Young was at WSEE 35 for 10 years, during which time she covered a United States Marine Corps training session at Parris Island, S.C. For the story, Young was filmed climbing over a training wall (8:26). Young also did a story on the effects of summer drought and spring frost on a farm patch, and brought herself to the field to interview and film the story. She remembered a feature story on the Venango County Air Show in Franklin Pa., where she was filmed flying a fighter jet. Young put herself in those situations, she said, to make the story more engaging for viewers. “As a journalist you have bring each story you write, produce, or report to life by putting yourself in the environment, out of your comfort zone, to tell the story to viewers.” The Venango County Air Show was of her favorite stories at WSEE.
While still at WSEE-TV, Young enrolled at Edinboro University of Pennsylvania, where she spent 2000 to 2002. It was at Edinboro that she got her Master of Arts in communication. While she was attending graduate school, she also was a mother and a part-time anchor. Young said juggling all of that was tough. There were stories she just couldn’t cover and family commitments she sometimes couldn’t make.
Right after getting her degree, Young enrolled at Duquesne University in Pittsburgh, Pa. In 2007, she received her Ph.D. in rhetoric studies. Young said she committed herself to getting these degrees because she wanted to become a professor to teach students about media and its rapid evolution.
Young eventually became an instructor in journalism at Penn State University Behrend in 2005. She taught Radio recording classes, and helped create Behrend’s first online radio station for the campus. Young taught at Penn State University Behrend for nine years until May 2014 when she left to join the College at Brockport, where she launched Brockport’s first multimedia journalism concentration.
Kayla Green a former student of Professor Young said, “Kim has added her touch to the department and created a new and fresh vibe.” According to The College at Brockport’s journalism and broadcasting department website Young “chose to come to Brockport because of the exciting potential of the journalism program, the dynamic faculty, the energy and enthusiasm of the students, and her abiding dedication to and love for the SUNY system.” Young’s impact as a professor was not only touched by the students at Penn State University at Behrend but by the students of Brockport and the Rochester community itself.
Kayla Green a reporter for WROC-TV News 8 who recently graduated from The College at Brockport in December 2018 said Dr. Young is her lifelong mentor. “Kim is real with her students, and she’s tough but yet endearing at the same time. She teaches you how to succeed in the real world, not just college, and she is straight up honest with you,” Green said. Young has helped Green transition into WROC-TV when she was hired there early this year. “Kim has shared a lot about her career with me and given me insight into what to expect as a young female journalist. She taught me how to be tough and strong and become a good reporter,” Green said.

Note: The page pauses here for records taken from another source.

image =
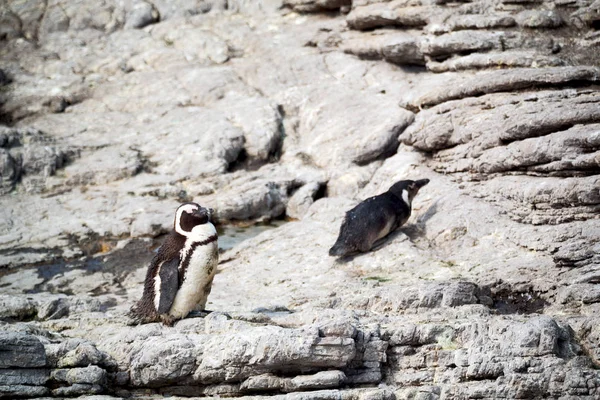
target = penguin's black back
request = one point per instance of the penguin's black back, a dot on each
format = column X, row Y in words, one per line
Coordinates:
column 144, row 310
column 364, row 224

While as a student at the College at Brockport Kayla Green had Young for media performance, audio storytelling, and TV reporting. Green said Dr. Young’s media performance class helped her find her broadcast voice, gave her confidence, and allowed her to explore a passion she never had before.
The reason that Young has had an impact on the Rochester community is because of the time she takes to help students with questions and advice. Green said that Young helped her at every moment. “She has helped me so much with scripts and stories as well as with making life decisions such as what internships and jobs to apply for,” Green added. Young’s impact runs deep in this area because of the lives she has touched throughout her career as a journalist, professor, mentor, mother and friend.